1. A barrier for diverting fish from a water flow channel adjacent to a body of water, the barrier comprising a dyke enclosing the water flow channel and extending at least the entire depth of the body of water adjacent to the flow channel, the dyke being provided with passages therethrough extending between opposite sides of the dyke, each passage having a minimum dimension greater than 800 mm, and communicating with the body of water at the side remote from the water flow channel through at least one flow duct whose width is such that fish in the body of water have an aversion to entering a duct of such a size, and, if the water flow direction is into the flow duct from the body of water, the number of passages and the flow area of each flow duct being such that the flow velocity is less than 150 mm/sec.

2. A barrier as claimed in claim 1 wherein each passage communicates with the body of water at the side remote from the water flow channel through a plurality of flow ducts.

3. A barrier as claimed in claim 1 wherein each flow duct is aligned at an angle to the longitudinal axis of the passage and is at least 150 mm long.

4. A barrier as claimed in claim 1 wherein each flow duct has a longitudinal axis aligned at least 45° below the longitudinal axis of the passage.

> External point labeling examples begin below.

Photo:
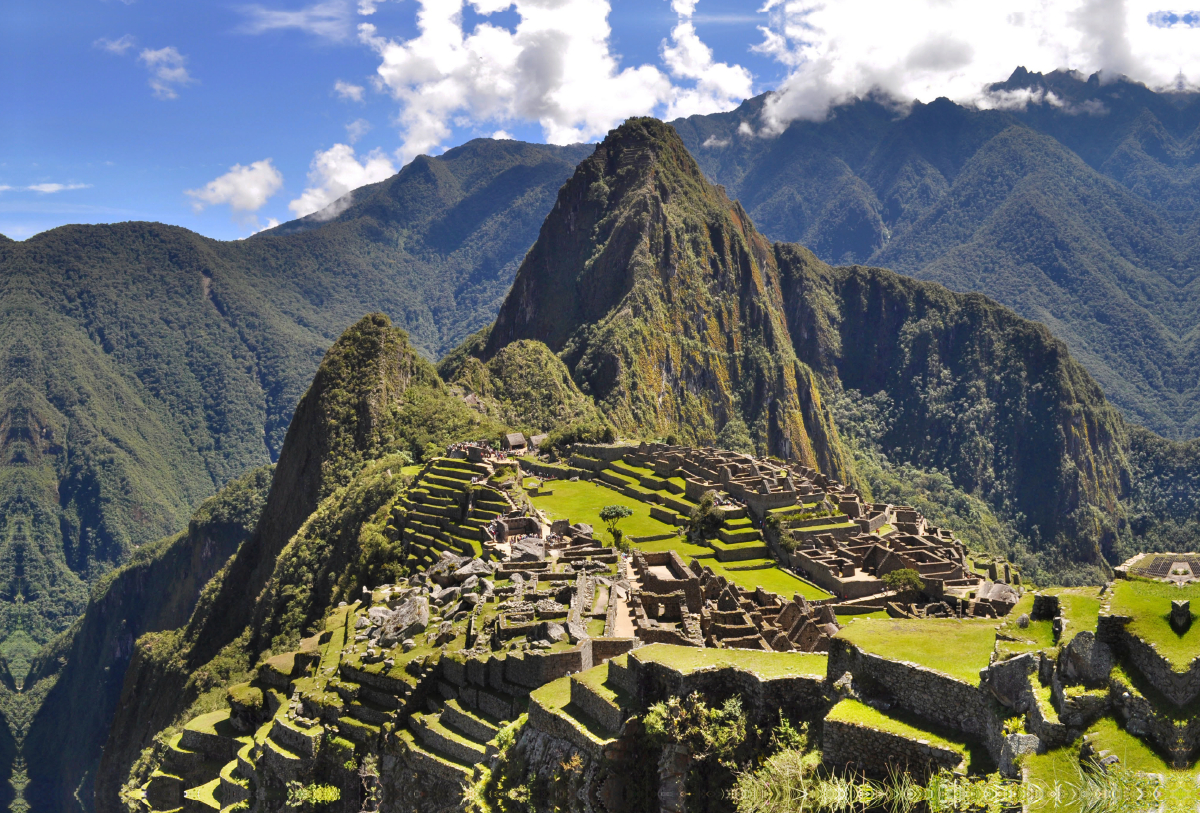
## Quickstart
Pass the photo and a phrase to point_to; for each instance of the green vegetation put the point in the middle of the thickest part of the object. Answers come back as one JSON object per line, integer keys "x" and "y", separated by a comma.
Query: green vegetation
{"x": 904, "y": 579}
{"x": 859, "y": 714}
{"x": 1149, "y": 603}
{"x": 708, "y": 733}
{"x": 612, "y": 516}
{"x": 765, "y": 664}
{"x": 959, "y": 649}
{"x": 581, "y": 503}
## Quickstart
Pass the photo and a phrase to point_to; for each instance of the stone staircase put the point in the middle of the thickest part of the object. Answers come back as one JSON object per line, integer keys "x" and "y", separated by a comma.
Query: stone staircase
{"x": 442, "y": 515}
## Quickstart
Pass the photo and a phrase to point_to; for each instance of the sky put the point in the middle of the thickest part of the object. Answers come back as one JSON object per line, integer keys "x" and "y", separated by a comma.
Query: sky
{"x": 227, "y": 118}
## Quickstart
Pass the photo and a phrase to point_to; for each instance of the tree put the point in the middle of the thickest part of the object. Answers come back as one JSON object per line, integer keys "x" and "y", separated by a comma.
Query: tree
{"x": 904, "y": 579}
{"x": 611, "y": 516}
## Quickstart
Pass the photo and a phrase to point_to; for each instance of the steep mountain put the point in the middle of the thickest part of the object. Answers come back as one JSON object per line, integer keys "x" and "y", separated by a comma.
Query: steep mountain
{"x": 143, "y": 366}
{"x": 372, "y": 396}
{"x": 84, "y": 668}
{"x": 665, "y": 305}
{"x": 1075, "y": 205}
{"x": 640, "y": 262}
{"x": 643, "y": 269}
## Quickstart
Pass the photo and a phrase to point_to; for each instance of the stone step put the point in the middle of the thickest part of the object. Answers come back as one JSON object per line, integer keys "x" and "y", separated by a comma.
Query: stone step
{"x": 358, "y": 732}
{"x": 600, "y": 700}
{"x": 469, "y": 724}
{"x": 234, "y": 788}
{"x": 433, "y": 763}
{"x": 437, "y": 738}
{"x": 369, "y": 712}
{"x": 301, "y": 741}
{"x": 621, "y": 675}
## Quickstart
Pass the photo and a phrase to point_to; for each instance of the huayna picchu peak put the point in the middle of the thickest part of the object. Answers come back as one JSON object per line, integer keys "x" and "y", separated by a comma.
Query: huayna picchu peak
{"x": 696, "y": 521}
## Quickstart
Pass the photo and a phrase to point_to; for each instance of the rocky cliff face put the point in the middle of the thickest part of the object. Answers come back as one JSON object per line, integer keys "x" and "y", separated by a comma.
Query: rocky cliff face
{"x": 85, "y": 667}
{"x": 664, "y": 302}
{"x": 349, "y": 415}
{"x": 976, "y": 391}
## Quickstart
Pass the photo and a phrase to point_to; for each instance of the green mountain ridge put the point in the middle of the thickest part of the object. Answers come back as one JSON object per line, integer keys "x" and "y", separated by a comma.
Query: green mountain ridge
{"x": 987, "y": 410}
{"x": 1078, "y": 210}
{"x": 145, "y": 366}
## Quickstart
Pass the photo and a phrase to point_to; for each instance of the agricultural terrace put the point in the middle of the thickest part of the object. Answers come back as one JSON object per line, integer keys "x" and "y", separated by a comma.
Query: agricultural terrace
{"x": 1149, "y": 604}
{"x": 959, "y": 649}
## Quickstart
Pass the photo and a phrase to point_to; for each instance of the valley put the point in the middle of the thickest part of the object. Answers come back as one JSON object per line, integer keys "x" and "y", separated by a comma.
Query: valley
{"x": 784, "y": 433}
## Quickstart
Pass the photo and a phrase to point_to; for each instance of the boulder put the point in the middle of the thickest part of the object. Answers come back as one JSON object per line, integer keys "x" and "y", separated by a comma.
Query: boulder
{"x": 475, "y": 567}
{"x": 550, "y": 631}
{"x": 406, "y": 620}
{"x": 1086, "y": 660}
{"x": 445, "y": 595}
{"x": 576, "y": 632}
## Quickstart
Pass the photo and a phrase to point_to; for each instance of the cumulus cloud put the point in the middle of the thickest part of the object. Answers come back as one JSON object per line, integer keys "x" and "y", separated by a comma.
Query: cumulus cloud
{"x": 357, "y": 130}
{"x": 245, "y": 188}
{"x": 718, "y": 85}
{"x": 51, "y": 188}
{"x": 921, "y": 49}
{"x": 331, "y": 19}
{"x": 168, "y": 71}
{"x": 346, "y": 90}
{"x": 118, "y": 46}
{"x": 555, "y": 67}
{"x": 334, "y": 175}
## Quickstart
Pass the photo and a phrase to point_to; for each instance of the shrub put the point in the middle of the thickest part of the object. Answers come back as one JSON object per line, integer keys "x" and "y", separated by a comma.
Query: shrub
{"x": 904, "y": 579}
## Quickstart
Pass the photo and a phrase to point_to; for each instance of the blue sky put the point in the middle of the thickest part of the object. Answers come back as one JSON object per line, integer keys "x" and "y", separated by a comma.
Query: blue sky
{"x": 223, "y": 118}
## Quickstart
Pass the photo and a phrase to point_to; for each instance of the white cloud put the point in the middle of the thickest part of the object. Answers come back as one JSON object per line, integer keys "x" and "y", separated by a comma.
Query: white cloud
{"x": 346, "y": 90}
{"x": 331, "y": 19}
{"x": 555, "y": 67}
{"x": 334, "y": 175}
{"x": 357, "y": 130}
{"x": 51, "y": 188}
{"x": 921, "y": 49}
{"x": 718, "y": 85}
{"x": 245, "y": 188}
{"x": 167, "y": 71}
{"x": 118, "y": 46}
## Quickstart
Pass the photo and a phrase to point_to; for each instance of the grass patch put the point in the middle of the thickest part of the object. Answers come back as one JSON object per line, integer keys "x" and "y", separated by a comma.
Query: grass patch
{"x": 959, "y": 649}
{"x": 581, "y": 501}
{"x": 687, "y": 660}
{"x": 774, "y": 579}
{"x": 859, "y": 714}
{"x": 1149, "y": 603}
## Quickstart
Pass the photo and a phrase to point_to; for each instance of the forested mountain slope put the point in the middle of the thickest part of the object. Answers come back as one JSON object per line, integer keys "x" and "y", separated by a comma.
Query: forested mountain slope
{"x": 143, "y": 366}
{"x": 1078, "y": 210}
{"x": 642, "y": 268}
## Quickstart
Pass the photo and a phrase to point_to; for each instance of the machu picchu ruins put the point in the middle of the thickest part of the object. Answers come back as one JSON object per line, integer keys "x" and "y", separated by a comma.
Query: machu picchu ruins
{"x": 522, "y": 631}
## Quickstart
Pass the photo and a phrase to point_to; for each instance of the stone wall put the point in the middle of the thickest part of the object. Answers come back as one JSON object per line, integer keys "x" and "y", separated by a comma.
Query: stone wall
{"x": 876, "y": 753}
{"x": 796, "y": 696}
{"x": 924, "y": 692}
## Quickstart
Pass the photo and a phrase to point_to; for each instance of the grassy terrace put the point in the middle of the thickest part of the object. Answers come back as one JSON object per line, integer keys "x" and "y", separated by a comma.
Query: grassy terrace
{"x": 581, "y": 501}
{"x": 771, "y": 578}
{"x": 859, "y": 714}
{"x": 959, "y": 649}
{"x": 687, "y": 660}
{"x": 1149, "y": 603}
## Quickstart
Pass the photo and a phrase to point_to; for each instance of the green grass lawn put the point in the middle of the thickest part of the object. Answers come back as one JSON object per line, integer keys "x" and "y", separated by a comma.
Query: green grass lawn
{"x": 581, "y": 501}
{"x": 959, "y": 649}
{"x": 1149, "y": 603}
{"x": 859, "y": 714}
{"x": 766, "y": 664}
{"x": 774, "y": 579}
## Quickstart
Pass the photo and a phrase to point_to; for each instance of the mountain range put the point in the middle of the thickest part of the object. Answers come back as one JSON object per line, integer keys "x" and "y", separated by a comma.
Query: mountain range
{"x": 147, "y": 367}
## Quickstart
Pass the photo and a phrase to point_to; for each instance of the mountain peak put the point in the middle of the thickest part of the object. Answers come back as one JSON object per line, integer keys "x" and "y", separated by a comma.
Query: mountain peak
{"x": 664, "y": 302}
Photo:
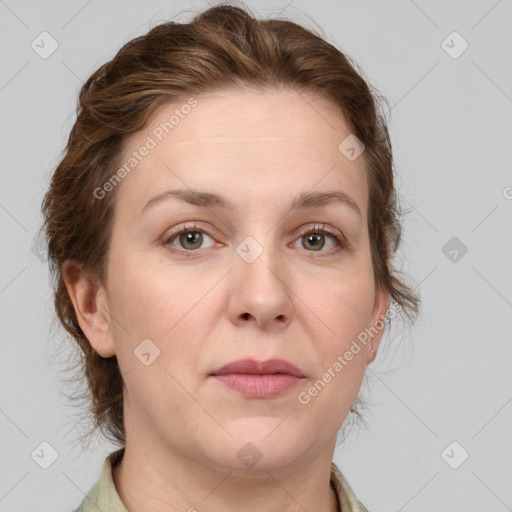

5. A barrier as claimed in claim 4 wherein each flow duct is aligned downwardly.

6. A barrier as claimed in claim 1 wherein each flow duct is aligned with the longitudinal axis of the passage and is at least 1.0 m long.

7. A barrier as claimed in claim 1 wherein each flow duct is provided with means to minimise biofouling.

8. A barrier as claimed in claim 1 wherein each passage is a cylindrical pipe and is of diameter greater than 1000 mm (39.4 inches).

9. A barrier as claimed in claim 1 wherein the minimum dimension of each passage is no larger than 2000 mm.